Na hipótese da ocorrência de um sinistro com o tombamento de um caminhão na rodovia transportando uma carga cerveja de um fabricante paulista de cerveja com destino a um cliente atacadista com perda total da carga, com ou sem seguro, a situação tributária fica interessante, pois o ICMS da operação própria destacado na NF-e deverá ser recolhido, haja vista que o fisco entende que ocorreu o fato gerador do imposto com a efetiva saída da mercadoria do seu estabelecimento, porém, o ICMS-ST não necessitará de recolhimento, haja vista a não ocorrência do fato gerador presumido.
Enfim, são situações e complexidades diversas, contudo se hoje o ICMS é o vilão do caos tributário, a culpa em si não é dele, mas dos legisladores que permitiram o avanço da sua complexidade além do limite do bom senso. É indiscutível que o ICMS possui muitas qualidades, porém ao longo do tempo a cultura da burocracia excessiva em razão da desconfiança entre o fisco e contribuintes colaboraram para transformá-lo neste quase indecifrável tributo.

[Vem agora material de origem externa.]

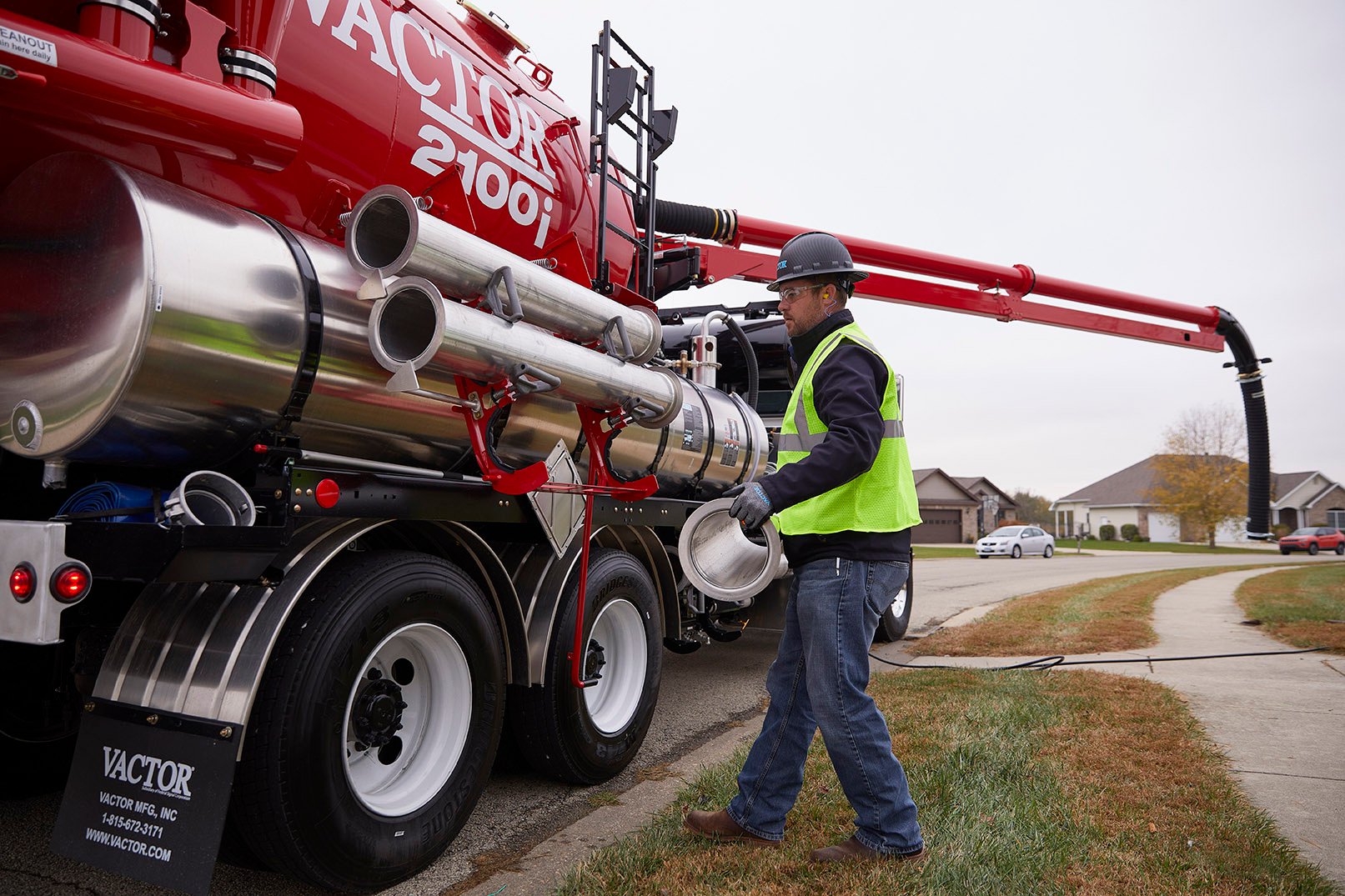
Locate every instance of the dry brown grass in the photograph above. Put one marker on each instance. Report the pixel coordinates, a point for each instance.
(1095, 617)
(1028, 783)
(1296, 606)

Se iniciássemos uma reforma tributária revendo o que acertamos e erramos e ajustássemos o que já se encontra é provável um êxito maior; rever, por exemplo, a ausência de integração e padronização de procedimentos fiscais entre os estados, a redundância de diversas informações fornecidas, rever a ausência de publicidade antecipada da norma tributária e o treinamento dos contribuintes no mínimo um ano antes da entrada de vigência de cada alteração do imposto, eliminar a EFD-ICMS-IPI e Gias normais e ICMS-ST concentrando a escrituração na obrigatória ECD/Sped, buscar a necessária aderência às normas contábeis vigentes, seriam ações mínimas que simplesmente desonerariam os contribuintes de inúmeras obrigações fiscais.
Em síntese, o alerta sobre a notícia da reforma tributária é para o cuidado que devemos ter, pois não será com a morte do suposto vilão do ICMS que encontraremos a solução para a burocracia e a carga tributária no país. A solução pode estar muito próxima de nós; a criatividade e capacidade de aproveitarmos o que existe de qualidade do imposto e mudarmos sim, a cultura fiscal e empresarial do país, extremamente anacrônicas.

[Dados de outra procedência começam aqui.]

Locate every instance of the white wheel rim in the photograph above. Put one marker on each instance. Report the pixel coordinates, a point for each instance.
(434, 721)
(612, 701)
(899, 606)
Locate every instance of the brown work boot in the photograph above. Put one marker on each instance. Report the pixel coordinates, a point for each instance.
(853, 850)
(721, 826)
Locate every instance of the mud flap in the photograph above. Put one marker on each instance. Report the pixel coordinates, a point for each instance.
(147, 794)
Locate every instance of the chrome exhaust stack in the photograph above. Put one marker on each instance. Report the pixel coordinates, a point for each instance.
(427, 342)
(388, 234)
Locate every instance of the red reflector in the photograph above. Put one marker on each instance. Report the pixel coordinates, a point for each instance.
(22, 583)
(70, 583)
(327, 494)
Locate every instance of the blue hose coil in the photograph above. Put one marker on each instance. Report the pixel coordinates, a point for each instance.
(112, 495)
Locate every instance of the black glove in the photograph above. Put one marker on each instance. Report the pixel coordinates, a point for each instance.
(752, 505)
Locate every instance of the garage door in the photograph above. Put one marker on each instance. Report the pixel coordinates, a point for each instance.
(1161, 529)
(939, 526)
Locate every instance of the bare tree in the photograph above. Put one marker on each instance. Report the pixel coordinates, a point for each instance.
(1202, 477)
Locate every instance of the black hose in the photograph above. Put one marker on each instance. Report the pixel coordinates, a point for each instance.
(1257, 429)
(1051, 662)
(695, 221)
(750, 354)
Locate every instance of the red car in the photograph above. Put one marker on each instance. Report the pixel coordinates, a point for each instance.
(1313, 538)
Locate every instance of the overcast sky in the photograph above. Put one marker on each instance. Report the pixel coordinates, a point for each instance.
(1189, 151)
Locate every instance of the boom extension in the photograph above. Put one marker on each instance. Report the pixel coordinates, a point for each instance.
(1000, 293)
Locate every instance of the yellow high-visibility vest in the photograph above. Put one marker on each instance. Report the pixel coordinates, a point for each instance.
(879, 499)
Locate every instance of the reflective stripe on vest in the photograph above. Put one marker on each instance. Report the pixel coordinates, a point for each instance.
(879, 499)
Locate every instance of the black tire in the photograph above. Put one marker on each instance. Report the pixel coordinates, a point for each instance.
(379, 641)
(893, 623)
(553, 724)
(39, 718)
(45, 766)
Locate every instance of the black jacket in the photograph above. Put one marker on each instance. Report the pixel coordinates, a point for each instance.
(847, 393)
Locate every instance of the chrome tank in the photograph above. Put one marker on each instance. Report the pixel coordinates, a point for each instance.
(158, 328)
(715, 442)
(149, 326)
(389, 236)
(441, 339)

Ademais, lamentavelmente, os raciocinantes que insistem em fazer uma reforma tributária começando do “zero”, não comentam que haverá a necessidade da criação de uma nova obrigação do SPED a ser entregue concomitantemente as obrigações atuais, as quais não poderão ser extintas repentinamente por causa das suas legislações mais antigas e em vigor; é assustador perseverarmos no pensamento holístico sobre a reforma tributária, porém não há outras opções para se desatarem os nós de nossa malha tributária com seriedade, e sem arrebatamento.